It’s different now! The economics have changed. Open source and the cloud stack allow talented people with an idea to build a company for pocket change. No need to buy servers to create a development and test environment. Just rent space on AWS. Use temporary offshore resources to do QA. No need for salespeople. Put the product on the web and let the customer download. Use a freemium model to get users hooked. No need for brand investment. Debut at SXSW then tweet six times a day about your product. No need to spend months courting venture investors. You can build a company for what you spent last month on beer and Red Bull.
It makes for a great rap from the dais during the conference panel.
Unfortunately, it’s not true.
Take a look at the company validation events from last year. The data affirm that it still takes capital to build a company.
As the chart details, 28 companies reached a $500 million market validation in 2013. The companies that reached the milestone raised, an average (adjusted for outliers like Twitter and Dealer.com) $129 million in private capital. Most of them likely also consumed a few more million in debt. We don’t have data to know how much of the equity raised was primary capital, but the investment requirement pattern is still clear. Admittedly, our $500 million threshold is arbitrary. Shareholder value can be created at a variety of outcomes. However, $500 million represents a reasonable milestone for market recognition of a sustainable company, rather than just an interesting product (cue your Snapchat at $3 Billion comments…).

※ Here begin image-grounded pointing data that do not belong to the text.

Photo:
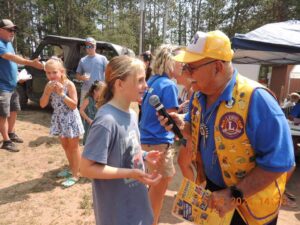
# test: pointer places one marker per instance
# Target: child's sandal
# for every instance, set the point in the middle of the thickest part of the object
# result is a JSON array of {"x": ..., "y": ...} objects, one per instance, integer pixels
[{"x": 70, "y": 182}]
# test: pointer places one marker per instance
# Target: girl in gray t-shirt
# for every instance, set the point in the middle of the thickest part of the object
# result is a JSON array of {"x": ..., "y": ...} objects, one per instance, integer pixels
[{"x": 112, "y": 155}]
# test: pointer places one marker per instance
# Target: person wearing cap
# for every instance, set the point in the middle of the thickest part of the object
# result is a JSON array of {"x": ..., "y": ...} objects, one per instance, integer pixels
[
  {"x": 9, "y": 103},
  {"x": 239, "y": 132},
  {"x": 91, "y": 67}
]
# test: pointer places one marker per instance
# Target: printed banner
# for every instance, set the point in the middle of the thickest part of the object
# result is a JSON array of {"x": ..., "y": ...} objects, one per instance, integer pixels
[{"x": 191, "y": 205}]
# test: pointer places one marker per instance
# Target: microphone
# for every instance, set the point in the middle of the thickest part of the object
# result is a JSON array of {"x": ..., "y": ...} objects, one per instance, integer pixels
[{"x": 159, "y": 107}]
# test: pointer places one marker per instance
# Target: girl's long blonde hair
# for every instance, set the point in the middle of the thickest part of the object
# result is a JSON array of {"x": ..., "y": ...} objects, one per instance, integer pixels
[
  {"x": 119, "y": 67},
  {"x": 56, "y": 62}
]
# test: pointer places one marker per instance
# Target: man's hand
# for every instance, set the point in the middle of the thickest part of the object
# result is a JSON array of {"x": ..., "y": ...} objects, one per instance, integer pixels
[
  {"x": 37, "y": 64},
  {"x": 149, "y": 179},
  {"x": 153, "y": 157}
]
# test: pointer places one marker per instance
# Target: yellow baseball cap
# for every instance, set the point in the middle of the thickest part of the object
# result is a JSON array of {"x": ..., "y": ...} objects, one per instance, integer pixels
[{"x": 213, "y": 44}]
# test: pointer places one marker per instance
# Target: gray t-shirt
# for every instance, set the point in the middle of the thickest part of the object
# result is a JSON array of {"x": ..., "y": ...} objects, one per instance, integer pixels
[
  {"x": 114, "y": 140},
  {"x": 95, "y": 66}
]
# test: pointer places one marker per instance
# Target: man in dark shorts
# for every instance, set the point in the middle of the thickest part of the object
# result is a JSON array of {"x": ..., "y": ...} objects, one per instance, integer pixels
[{"x": 9, "y": 100}]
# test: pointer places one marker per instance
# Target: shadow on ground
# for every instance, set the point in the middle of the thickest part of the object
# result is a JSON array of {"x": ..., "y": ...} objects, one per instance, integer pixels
[
  {"x": 21, "y": 191},
  {"x": 49, "y": 141},
  {"x": 33, "y": 113}
]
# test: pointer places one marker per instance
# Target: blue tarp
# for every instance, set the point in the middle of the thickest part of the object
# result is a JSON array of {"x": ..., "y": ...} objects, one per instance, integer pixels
[{"x": 274, "y": 43}]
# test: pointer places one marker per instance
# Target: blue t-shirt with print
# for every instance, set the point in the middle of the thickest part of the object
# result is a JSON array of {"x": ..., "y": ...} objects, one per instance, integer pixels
[
  {"x": 295, "y": 112},
  {"x": 151, "y": 130},
  {"x": 95, "y": 66},
  {"x": 267, "y": 130},
  {"x": 113, "y": 140},
  {"x": 8, "y": 69}
]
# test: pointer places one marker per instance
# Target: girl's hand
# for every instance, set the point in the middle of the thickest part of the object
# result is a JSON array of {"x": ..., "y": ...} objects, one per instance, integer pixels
[
  {"x": 58, "y": 88},
  {"x": 49, "y": 87},
  {"x": 89, "y": 121},
  {"x": 175, "y": 116},
  {"x": 183, "y": 105},
  {"x": 148, "y": 179},
  {"x": 153, "y": 157}
]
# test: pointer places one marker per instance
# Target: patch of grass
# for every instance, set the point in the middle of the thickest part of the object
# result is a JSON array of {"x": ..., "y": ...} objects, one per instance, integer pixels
[{"x": 86, "y": 204}]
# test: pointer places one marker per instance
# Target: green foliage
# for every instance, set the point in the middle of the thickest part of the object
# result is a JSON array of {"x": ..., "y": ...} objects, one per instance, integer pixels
[{"x": 119, "y": 21}]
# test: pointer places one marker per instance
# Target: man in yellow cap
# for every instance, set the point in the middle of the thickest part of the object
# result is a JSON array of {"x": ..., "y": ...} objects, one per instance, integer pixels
[{"x": 239, "y": 132}]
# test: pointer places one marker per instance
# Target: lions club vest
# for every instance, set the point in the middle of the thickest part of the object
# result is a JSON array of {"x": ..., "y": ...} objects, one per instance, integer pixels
[{"x": 236, "y": 155}]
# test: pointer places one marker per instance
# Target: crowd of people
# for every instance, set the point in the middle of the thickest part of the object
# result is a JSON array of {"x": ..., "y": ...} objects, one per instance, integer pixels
[{"x": 223, "y": 116}]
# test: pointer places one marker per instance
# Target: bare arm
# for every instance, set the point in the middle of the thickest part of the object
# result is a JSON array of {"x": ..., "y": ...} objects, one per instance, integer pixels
[
  {"x": 83, "y": 106},
  {"x": 71, "y": 99},
  {"x": 81, "y": 77},
  {"x": 179, "y": 120},
  {"x": 44, "y": 100},
  {"x": 20, "y": 60},
  {"x": 95, "y": 170}
]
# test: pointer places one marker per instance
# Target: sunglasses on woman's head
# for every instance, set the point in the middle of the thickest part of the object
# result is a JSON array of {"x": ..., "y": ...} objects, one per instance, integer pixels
[
  {"x": 10, "y": 30},
  {"x": 88, "y": 46}
]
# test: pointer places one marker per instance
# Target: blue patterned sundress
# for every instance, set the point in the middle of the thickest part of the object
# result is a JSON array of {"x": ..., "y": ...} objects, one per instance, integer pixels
[{"x": 65, "y": 122}]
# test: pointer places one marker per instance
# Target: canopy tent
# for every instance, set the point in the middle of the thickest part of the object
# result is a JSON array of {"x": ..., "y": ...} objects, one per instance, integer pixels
[{"x": 274, "y": 43}]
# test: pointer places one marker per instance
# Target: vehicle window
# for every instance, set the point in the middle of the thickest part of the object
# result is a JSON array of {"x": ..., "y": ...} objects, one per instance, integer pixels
[
  {"x": 108, "y": 52},
  {"x": 54, "y": 50}
]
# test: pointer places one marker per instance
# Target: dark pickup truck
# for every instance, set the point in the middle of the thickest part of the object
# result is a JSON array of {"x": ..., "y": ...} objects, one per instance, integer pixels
[{"x": 70, "y": 50}]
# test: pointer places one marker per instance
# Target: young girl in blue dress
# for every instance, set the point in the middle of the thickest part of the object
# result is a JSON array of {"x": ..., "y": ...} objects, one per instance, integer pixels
[{"x": 65, "y": 121}]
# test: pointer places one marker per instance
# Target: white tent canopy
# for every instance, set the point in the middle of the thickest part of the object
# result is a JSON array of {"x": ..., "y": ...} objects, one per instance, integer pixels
[{"x": 275, "y": 43}]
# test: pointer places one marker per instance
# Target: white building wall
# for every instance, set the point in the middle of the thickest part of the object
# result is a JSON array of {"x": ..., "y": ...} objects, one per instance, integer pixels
[{"x": 248, "y": 70}]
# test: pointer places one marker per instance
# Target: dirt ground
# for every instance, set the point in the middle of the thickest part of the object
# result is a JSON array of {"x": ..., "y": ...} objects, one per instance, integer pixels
[{"x": 30, "y": 193}]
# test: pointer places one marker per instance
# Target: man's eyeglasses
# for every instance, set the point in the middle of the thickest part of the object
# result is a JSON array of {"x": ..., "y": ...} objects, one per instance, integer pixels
[
  {"x": 89, "y": 46},
  {"x": 188, "y": 68},
  {"x": 10, "y": 30}
]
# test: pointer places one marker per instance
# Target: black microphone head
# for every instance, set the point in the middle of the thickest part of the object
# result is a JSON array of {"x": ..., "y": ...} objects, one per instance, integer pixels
[{"x": 154, "y": 100}]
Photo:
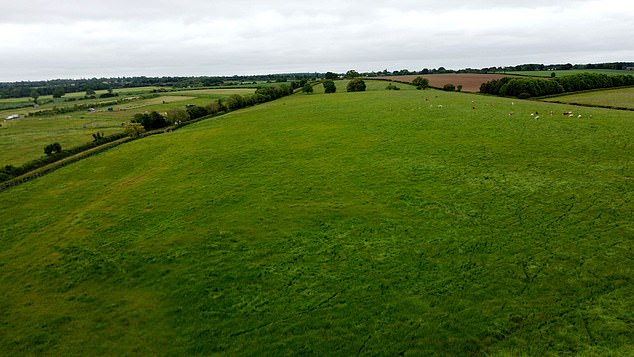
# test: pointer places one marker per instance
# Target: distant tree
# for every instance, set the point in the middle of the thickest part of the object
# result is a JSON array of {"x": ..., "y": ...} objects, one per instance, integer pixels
[
  {"x": 35, "y": 94},
  {"x": 58, "y": 92},
  {"x": 133, "y": 129},
  {"x": 97, "y": 136},
  {"x": 356, "y": 85},
  {"x": 352, "y": 74},
  {"x": 176, "y": 116},
  {"x": 235, "y": 101},
  {"x": 196, "y": 112},
  {"x": 52, "y": 149},
  {"x": 150, "y": 121},
  {"x": 329, "y": 86},
  {"x": 216, "y": 107},
  {"x": 421, "y": 83}
]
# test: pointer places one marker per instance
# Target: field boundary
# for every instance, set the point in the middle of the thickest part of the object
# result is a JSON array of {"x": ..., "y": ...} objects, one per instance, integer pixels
[{"x": 59, "y": 164}]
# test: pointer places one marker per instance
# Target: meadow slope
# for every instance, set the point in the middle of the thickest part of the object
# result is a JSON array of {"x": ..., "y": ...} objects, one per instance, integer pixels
[{"x": 380, "y": 223}]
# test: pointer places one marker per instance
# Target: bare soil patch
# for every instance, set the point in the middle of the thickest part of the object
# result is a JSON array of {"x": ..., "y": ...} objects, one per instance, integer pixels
[{"x": 470, "y": 81}]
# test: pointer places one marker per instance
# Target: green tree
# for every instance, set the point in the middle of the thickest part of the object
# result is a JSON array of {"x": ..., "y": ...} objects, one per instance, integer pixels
[
  {"x": 352, "y": 74},
  {"x": 35, "y": 94},
  {"x": 356, "y": 85},
  {"x": 329, "y": 86},
  {"x": 52, "y": 149},
  {"x": 58, "y": 92},
  {"x": 133, "y": 129},
  {"x": 176, "y": 116},
  {"x": 421, "y": 83}
]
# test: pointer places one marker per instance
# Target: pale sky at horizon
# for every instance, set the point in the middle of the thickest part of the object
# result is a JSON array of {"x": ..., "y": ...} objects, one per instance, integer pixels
[{"x": 84, "y": 39}]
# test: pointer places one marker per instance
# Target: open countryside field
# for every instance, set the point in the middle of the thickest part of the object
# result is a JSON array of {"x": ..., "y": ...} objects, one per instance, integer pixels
[
  {"x": 567, "y": 72},
  {"x": 470, "y": 81},
  {"x": 377, "y": 223},
  {"x": 371, "y": 86},
  {"x": 24, "y": 139},
  {"x": 617, "y": 98}
]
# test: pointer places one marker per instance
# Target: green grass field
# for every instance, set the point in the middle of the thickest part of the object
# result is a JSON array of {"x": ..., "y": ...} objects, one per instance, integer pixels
[
  {"x": 568, "y": 72},
  {"x": 24, "y": 139},
  {"x": 377, "y": 223},
  {"x": 618, "y": 98}
]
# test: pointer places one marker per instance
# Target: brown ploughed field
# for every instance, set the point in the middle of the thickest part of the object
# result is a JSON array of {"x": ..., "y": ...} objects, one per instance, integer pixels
[{"x": 470, "y": 81}]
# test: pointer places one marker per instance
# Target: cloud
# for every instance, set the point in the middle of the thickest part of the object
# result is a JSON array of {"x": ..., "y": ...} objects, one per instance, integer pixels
[{"x": 192, "y": 37}]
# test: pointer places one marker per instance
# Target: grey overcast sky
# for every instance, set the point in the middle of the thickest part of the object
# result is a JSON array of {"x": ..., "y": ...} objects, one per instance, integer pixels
[{"x": 86, "y": 38}]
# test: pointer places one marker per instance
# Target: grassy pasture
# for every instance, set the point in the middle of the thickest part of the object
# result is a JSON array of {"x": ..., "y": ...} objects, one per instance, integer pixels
[
  {"x": 621, "y": 97},
  {"x": 24, "y": 139},
  {"x": 371, "y": 86},
  {"x": 567, "y": 72},
  {"x": 377, "y": 223}
]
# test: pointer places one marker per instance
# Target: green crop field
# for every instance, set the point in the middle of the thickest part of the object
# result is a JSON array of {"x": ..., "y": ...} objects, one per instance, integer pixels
[
  {"x": 618, "y": 98},
  {"x": 24, "y": 139},
  {"x": 569, "y": 72},
  {"x": 377, "y": 223}
]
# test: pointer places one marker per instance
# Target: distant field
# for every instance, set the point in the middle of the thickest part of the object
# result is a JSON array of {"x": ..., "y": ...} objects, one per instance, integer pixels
[
  {"x": 216, "y": 93},
  {"x": 381, "y": 223},
  {"x": 470, "y": 81},
  {"x": 567, "y": 73},
  {"x": 24, "y": 139},
  {"x": 371, "y": 86},
  {"x": 621, "y": 98}
]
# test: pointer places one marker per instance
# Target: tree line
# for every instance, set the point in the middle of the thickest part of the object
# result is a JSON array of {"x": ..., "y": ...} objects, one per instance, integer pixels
[
  {"x": 537, "y": 87},
  {"x": 141, "y": 123}
]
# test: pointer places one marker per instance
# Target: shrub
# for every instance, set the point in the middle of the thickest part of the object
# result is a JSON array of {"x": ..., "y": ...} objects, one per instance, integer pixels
[
  {"x": 150, "y": 121},
  {"x": 356, "y": 85},
  {"x": 54, "y": 148},
  {"x": 329, "y": 86},
  {"x": 421, "y": 83}
]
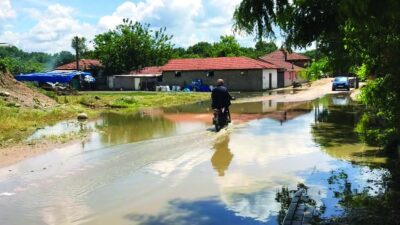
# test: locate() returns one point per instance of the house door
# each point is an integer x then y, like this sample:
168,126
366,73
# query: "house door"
265,81
281,79
270,81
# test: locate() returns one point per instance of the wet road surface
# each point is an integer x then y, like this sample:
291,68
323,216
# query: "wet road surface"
167,166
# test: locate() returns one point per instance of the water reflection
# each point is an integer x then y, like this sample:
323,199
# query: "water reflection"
127,128
189,176
222,156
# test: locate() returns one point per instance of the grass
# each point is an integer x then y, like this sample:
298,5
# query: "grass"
16,124
133,100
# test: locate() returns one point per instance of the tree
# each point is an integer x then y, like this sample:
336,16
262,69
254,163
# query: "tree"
227,47
202,49
264,47
351,33
131,46
62,58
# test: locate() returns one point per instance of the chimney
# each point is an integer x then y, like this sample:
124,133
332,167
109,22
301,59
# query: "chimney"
285,53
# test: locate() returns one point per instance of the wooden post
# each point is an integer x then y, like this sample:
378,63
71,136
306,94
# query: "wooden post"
77,52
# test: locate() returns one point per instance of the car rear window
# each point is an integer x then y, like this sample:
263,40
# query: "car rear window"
341,79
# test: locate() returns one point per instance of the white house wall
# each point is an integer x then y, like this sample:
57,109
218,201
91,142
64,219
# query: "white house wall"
274,76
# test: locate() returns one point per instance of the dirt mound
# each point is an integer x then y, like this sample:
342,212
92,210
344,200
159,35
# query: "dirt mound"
15,92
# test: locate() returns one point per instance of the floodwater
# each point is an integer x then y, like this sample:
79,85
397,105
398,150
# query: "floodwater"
167,166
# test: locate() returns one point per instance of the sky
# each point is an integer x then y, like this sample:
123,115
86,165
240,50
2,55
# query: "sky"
49,25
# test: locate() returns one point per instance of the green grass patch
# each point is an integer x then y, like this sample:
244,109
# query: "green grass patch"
16,124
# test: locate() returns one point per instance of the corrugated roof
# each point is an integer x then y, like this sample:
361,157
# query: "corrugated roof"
148,70
84,64
280,54
222,63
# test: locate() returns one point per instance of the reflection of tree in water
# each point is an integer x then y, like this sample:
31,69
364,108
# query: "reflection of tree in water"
222,156
335,124
285,196
125,128
377,203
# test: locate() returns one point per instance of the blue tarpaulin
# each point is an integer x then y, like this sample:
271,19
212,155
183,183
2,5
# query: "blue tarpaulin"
55,77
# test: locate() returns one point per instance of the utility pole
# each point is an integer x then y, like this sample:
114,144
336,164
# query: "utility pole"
77,52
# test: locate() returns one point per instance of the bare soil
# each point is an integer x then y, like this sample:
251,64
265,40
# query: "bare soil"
19,93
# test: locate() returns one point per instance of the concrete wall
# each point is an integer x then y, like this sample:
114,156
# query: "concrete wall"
274,75
122,82
250,80
292,76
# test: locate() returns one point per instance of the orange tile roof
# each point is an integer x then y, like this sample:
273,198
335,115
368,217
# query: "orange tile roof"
280,54
222,63
281,64
84,64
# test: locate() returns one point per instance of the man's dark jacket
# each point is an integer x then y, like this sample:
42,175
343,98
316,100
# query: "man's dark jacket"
220,97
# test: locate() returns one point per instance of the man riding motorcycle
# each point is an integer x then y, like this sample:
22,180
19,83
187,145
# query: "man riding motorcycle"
221,99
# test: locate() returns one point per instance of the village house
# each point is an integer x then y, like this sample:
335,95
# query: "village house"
289,65
239,73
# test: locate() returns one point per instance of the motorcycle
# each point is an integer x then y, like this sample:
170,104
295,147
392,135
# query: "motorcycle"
221,118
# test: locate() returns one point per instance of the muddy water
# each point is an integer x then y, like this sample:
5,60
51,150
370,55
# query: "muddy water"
167,166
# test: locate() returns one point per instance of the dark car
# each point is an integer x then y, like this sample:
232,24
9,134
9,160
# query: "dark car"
340,83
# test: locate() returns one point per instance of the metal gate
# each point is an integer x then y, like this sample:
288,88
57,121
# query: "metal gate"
281,79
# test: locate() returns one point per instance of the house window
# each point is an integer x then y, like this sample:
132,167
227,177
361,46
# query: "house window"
178,74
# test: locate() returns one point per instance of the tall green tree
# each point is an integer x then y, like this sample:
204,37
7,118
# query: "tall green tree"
202,49
351,33
131,46
62,58
226,47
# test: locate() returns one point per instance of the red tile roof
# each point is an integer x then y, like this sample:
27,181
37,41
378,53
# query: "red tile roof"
280,54
84,64
148,70
281,64
222,63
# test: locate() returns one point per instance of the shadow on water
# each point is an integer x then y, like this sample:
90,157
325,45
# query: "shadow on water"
231,178
222,156
127,128
199,212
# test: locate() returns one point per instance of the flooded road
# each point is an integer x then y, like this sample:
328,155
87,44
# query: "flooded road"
167,166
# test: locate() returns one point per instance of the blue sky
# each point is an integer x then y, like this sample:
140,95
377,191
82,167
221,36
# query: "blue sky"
49,25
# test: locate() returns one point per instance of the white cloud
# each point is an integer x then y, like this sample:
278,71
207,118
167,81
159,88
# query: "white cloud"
189,21
6,10
52,32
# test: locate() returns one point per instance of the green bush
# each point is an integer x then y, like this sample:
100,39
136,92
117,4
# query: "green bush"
380,125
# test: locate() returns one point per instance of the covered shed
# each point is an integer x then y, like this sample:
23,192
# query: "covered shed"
137,80
93,66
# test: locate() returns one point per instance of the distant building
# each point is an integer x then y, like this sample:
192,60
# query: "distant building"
137,80
289,65
239,73
293,58
88,65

Conference panelists preaching the efficiency of the LAMP stack and cloud revolution are not wrong, they are simply substituting the cost of building a product for the cost of building a company. It is less expensive now to build a product. That is a great thing. More experimentation and learning is happening as it has become cheaper to fail. However, building and scaling a company is still expensive and will likely continue to stay high.
The consumer may still be leading the evolution and adoption of tech products, but consider what it costs to build a consumer brand. The young company is competing for consumer attention with brands funded by the cash hoards at Apple, Microsoft, Google, Samsung, Amazon and an invigorated Yahoo. There are plenty of success stories, but those that did not invest millions in brand awareness are rare. Scaling consumer business requires expensive, experienced people to arrange distribution deals. It also means expensive attorneys to comply with complex privacy regulation around the identifiable user data.
In the enterprise market the need for investment capital to scale a business is even more dramatic. The shift to cloud platforms has allowed purchasing decisions for technology solutions to be made increasingly by managers outside the IT department. These managers do not have the decades of tech buying experience found in IT. A new vendor wishing to gain mind share needs the staff and funds to create awareness and cut through the noise at industry trade events. Whatever your product does, someone needs to train the users. You also need salespeople to explain it all to your prospects. Even those inside sales teams cost money.
Just build a cool product; the rest will take care of itself. It’s an attractive and enduring myth, but it’s a myth. Having even a great product find its way to enough customers to realize its potential requires building a company. If you think you have a billion dollar idea, you still need to get to know those pesky venture capitalists. Having capital does, of course, not guarantee success. However, successful execution without capital is not likely.